Okay . . . so we have a situation that arose this past Saturday night that has to do with a Staph infection.
At about 9:50 Saturday night, just getting ready for bed, my husband (whom I love more than I can possibly describe, as you all know by now) . . . told me that he had a fever of 101.1, obviously over the 100.4 threshhold limit the cancer care clinic warned us about. Most nights, Terry runs a fever . . . usually, between 99. 4 to 99.7 (an occasional 100.0 or so) . . . so we've been checking it every night before bed. So, when he passed that threshhold, we called the clinic . . . who patched us through to the oncologist on call. They told us to drive to the ER, which we did. They did a chest X-ray, drew blood and ran two blood cultures (which of course had to have time to "grow", riight?). They sent us home because shortly after we were there, his temp went back down to 99.0. All his labs (minus the usual abnormalities for someone getting chemo), looked fine . . . chalked it up to "odd", I'm guessing.
So, this morning at 12:30 a.m., someone from the ER left me a VM which I didn't get until early this morning. They said that one of his cultures was positive for a bacteria that sometimes was due to a "contaminant" or something more.
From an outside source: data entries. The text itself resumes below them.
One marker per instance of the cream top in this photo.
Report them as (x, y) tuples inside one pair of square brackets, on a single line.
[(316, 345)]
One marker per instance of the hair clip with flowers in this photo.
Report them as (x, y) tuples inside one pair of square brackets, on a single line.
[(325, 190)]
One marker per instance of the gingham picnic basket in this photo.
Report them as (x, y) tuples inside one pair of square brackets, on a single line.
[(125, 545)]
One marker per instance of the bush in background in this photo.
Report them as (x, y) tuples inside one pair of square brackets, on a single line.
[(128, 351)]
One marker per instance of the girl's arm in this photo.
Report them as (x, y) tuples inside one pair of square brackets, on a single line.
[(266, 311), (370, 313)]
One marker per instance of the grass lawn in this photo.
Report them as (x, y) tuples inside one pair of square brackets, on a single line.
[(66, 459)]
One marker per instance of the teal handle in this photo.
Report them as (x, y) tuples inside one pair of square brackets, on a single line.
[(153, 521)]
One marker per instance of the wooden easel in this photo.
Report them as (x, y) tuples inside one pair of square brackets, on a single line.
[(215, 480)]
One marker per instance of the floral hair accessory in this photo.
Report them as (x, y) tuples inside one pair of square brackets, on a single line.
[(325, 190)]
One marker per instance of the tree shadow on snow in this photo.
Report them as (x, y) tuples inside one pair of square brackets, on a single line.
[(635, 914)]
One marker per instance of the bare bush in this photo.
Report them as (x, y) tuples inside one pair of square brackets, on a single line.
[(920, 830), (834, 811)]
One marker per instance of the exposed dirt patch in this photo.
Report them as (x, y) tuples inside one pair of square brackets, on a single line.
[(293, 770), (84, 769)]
This person said that if Terry wasn't feeling "ill", we didn't need to return to the ER, but that we should call the oncology clinic, which I did when they opened, who said we needed to get right to the ER, as the bacteria was due to a staph infection and that it could spread very quickly, as he would have to be admitted to the hospital for IV antibiotics.
So, being the diligent caregiver that I am, I called the dispatcher for the bus service (he drives City bus) and told him to have Terry call me right away. I was at work, so I told my co-workers and my supervisor but Terry wasn't calling me back; so, I called them back and they said they had given him my message; yet, I hadn't heard from him. They told me he wanted to "get to his next time point".
Thus, the first reason for the "Grrrrrr" title of my post.
He ended up calling me back a few minutes later and I told him that I was leaving work after I hung up with him and heading to the house, as he would have to leave his car in the garage and we would then head to the ER. That was all at 9:15 a.m.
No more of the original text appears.